But it seems that Vietnamese firms are quite indifferent or unclear about the benefits and consequences of this agreement, and thus risk losing their market share.
The reason, according to Dr. Tran Hoang Ngan, member of the National Assembly Economic Committee, is that most firms are too small. “With average capital of VND6 billion ($284,000), Vietnamese firms rarely think about expanding outside the country, so they often perceive economic integration as having nothing to do with them,” Ngan said.
“Even local authorities are not sure of the scale and scope of this integration, what opportunities and challenges it presents, and what they have to do to help firms withstand the resulting competitive pressure,” he added.

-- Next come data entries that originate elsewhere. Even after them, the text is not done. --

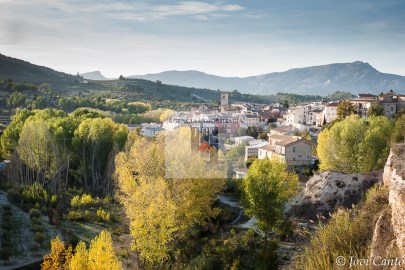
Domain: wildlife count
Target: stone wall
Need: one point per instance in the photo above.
(394, 179)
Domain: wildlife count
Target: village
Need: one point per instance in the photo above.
(273, 130)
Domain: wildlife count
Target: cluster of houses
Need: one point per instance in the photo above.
(319, 113)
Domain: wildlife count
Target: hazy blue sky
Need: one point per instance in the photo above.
(228, 38)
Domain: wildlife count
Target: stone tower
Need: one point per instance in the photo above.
(224, 99)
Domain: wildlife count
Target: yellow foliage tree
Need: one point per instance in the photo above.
(162, 209)
(80, 260)
(59, 258)
(101, 254)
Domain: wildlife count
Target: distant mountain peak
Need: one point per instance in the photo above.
(93, 75)
(355, 77)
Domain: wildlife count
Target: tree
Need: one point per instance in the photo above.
(59, 257)
(5, 253)
(11, 135)
(344, 109)
(102, 255)
(38, 150)
(376, 109)
(399, 131)
(266, 189)
(94, 140)
(80, 260)
(355, 144)
(166, 115)
(158, 181)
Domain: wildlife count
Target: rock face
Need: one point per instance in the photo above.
(394, 179)
(326, 191)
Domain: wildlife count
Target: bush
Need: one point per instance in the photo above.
(86, 199)
(34, 213)
(108, 199)
(39, 237)
(54, 200)
(103, 215)
(34, 194)
(5, 253)
(75, 201)
(36, 221)
(36, 228)
(5, 238)
(6, 224)
(7, 207)
(83, 200)
(14, 195)
(348, 233)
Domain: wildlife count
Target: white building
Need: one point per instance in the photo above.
(294, 150)
(252, 150)
(151, 130)
(243, 140)
(296, 116)
(330, 112)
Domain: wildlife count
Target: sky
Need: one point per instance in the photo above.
(226, 38)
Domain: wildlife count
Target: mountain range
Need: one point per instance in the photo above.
(94, 75)
(355, 77)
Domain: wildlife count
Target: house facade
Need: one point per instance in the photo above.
(294, 150)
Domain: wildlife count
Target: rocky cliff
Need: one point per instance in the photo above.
(394, 179)
(327, 190)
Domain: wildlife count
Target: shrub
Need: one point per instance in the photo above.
(34, 194)
(348, 233)
(5, 253)
(108, 199)
(103, 215)
(74, 215)
(83, 200)
(36, 221)
(5, 237)
(36, 228)
(6, 224)
(14, 195)
(75, 202)
(34, 213)
(54, 200)
(7, 207)
(86, 199)
(39, 237)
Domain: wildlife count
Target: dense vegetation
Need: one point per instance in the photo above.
(356, 144)
(348, 233)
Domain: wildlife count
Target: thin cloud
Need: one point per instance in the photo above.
(199, 10)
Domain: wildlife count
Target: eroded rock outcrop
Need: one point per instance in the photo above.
(326, 191)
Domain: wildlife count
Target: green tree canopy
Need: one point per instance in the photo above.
(376, 109)
(266, 188)
(355, 144)
(344, 109)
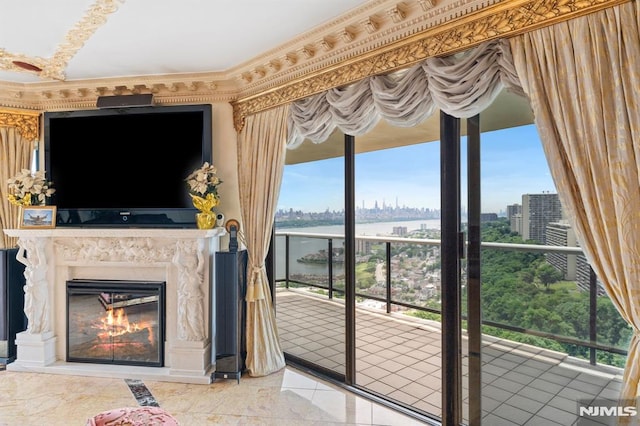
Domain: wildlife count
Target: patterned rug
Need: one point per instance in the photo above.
(141, 393)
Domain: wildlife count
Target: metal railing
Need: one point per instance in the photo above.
(389, 302)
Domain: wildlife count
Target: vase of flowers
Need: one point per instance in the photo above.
(203, 189)
(29, 188)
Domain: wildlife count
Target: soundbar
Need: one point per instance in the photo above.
(125, 101)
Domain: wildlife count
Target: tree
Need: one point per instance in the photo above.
(548, 274)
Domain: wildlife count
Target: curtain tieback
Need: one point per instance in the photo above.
(255, 292)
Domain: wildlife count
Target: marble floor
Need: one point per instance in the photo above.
(289, 397)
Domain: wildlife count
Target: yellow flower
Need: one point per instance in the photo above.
(27, 188)
(205, 204)
(203, 185)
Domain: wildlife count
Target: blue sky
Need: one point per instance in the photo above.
(513, 164)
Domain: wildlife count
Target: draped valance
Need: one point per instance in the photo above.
(461, 85)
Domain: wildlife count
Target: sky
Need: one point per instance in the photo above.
(512, 164)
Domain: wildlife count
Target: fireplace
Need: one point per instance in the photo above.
(180, 258)
(115, 322)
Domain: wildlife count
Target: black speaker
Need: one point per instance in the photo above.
(12, 318)
(125, 101)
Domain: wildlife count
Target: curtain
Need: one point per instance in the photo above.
(15, 155)
(461, 85)
(583, 81)
(261, 153)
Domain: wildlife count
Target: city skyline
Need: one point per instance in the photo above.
(512, 164)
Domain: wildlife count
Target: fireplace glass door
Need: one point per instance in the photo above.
(115, 322)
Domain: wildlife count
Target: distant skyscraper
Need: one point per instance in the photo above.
(561, 234)
(538, 210)
(513, 209)
(488, 217)
(516, 223)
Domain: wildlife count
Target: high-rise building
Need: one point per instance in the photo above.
(516, 223)
(513, 209)
(538, 210)
(488, 217)
(561, 234)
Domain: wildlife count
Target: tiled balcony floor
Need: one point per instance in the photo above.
(401, 358)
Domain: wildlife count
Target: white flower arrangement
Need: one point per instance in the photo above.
(27, 188)
(203, 187)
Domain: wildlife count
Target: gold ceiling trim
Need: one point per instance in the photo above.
(27, 122)
(502, 20)
(54, 67)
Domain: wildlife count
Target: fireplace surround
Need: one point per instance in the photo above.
(181, 258)
(115, 322)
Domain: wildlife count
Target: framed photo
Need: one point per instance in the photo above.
(37, 217)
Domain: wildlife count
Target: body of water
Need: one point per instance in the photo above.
(301, 246)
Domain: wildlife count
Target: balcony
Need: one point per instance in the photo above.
(398, 356)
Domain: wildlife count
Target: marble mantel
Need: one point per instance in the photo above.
(182, 258)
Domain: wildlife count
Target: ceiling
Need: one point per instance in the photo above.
(62, 43)
(94, 39)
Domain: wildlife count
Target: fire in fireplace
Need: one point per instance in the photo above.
(115, 322)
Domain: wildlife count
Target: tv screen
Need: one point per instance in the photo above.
(126, 166)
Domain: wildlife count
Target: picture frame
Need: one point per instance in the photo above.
(37, 217)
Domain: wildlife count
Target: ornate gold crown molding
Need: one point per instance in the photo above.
(27, 122)
(501, 20)
(54, 67)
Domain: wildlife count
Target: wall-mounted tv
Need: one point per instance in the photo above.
(126, 166)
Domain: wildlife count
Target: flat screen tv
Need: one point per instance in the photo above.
(126, 167)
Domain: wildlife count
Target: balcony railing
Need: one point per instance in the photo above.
(390, 298)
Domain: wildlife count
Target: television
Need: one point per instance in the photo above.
(126, 167)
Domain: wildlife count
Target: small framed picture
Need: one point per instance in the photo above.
(38, 217)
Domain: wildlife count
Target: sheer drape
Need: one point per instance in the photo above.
(461, 85)
(261, 152)
(583, 81)
(15, 155)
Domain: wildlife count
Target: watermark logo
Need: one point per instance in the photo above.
(607, 412)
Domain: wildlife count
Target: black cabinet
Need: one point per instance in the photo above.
(12, 317)
(230, 314)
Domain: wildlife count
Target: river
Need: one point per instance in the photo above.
(300, 246)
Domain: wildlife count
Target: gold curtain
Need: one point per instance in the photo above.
(15, 155)
(583, 81)
(261, 153)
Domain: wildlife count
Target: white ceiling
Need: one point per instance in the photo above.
(149, 37)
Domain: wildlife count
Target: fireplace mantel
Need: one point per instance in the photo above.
(180, 257)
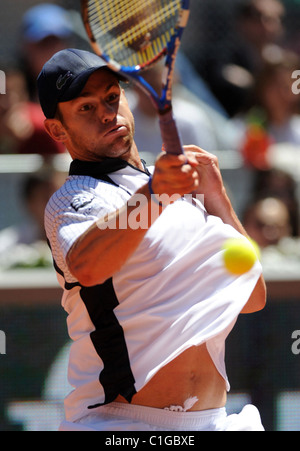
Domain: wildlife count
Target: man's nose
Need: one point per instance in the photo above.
(107, 113)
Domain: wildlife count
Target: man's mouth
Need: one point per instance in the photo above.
(120, 129)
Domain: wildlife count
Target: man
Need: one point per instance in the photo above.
(149, 301)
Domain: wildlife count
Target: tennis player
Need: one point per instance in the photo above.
(149, 302)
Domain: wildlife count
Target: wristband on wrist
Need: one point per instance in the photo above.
(153, 196)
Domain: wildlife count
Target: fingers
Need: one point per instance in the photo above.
(175, 174)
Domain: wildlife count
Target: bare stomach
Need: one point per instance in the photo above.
(192, 374)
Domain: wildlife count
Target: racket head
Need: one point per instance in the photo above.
(132, 35)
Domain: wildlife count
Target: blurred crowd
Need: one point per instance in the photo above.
(239, 100)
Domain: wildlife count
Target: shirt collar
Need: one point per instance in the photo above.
(98, 169)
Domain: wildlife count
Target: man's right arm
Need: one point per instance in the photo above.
(105, 247)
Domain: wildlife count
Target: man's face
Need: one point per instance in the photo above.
(98, 123)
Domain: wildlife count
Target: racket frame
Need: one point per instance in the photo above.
(163, 102)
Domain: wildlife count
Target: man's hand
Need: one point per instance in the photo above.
(175, 174)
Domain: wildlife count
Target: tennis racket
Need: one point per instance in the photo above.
(131, 36)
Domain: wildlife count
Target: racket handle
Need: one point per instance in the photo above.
(170, 135)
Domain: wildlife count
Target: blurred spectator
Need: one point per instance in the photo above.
(281, 185)
(21, 121)
(231, 71)
(25, 245)
(267, 221)
(45, 30)
(275, 116)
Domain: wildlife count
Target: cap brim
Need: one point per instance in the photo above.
(78, 84)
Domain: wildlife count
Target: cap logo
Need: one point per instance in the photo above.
(62, 80)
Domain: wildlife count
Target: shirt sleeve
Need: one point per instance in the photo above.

The consequence of this indifference is firms are unprepared. Since Vietnam joined the World Trade Organization seven years ago and subsequently signed a number of free trade agreements, firms from other countries have been flocking to Vietnam and pushed many Vietnamese firms to bankruptcy.
“There are many reasons as to why 50,000-60,000 local companies have been dissolved in recent years, but a major one is their inability to compete in the context of economic integration. Many others, including those with famous brands and a large market, have weakened considerably,” Ngan said.
Ngan suggested Vietnamese firms and the government be proactive in preparing for economic integration and that the government provide firms with updated information on the AEC.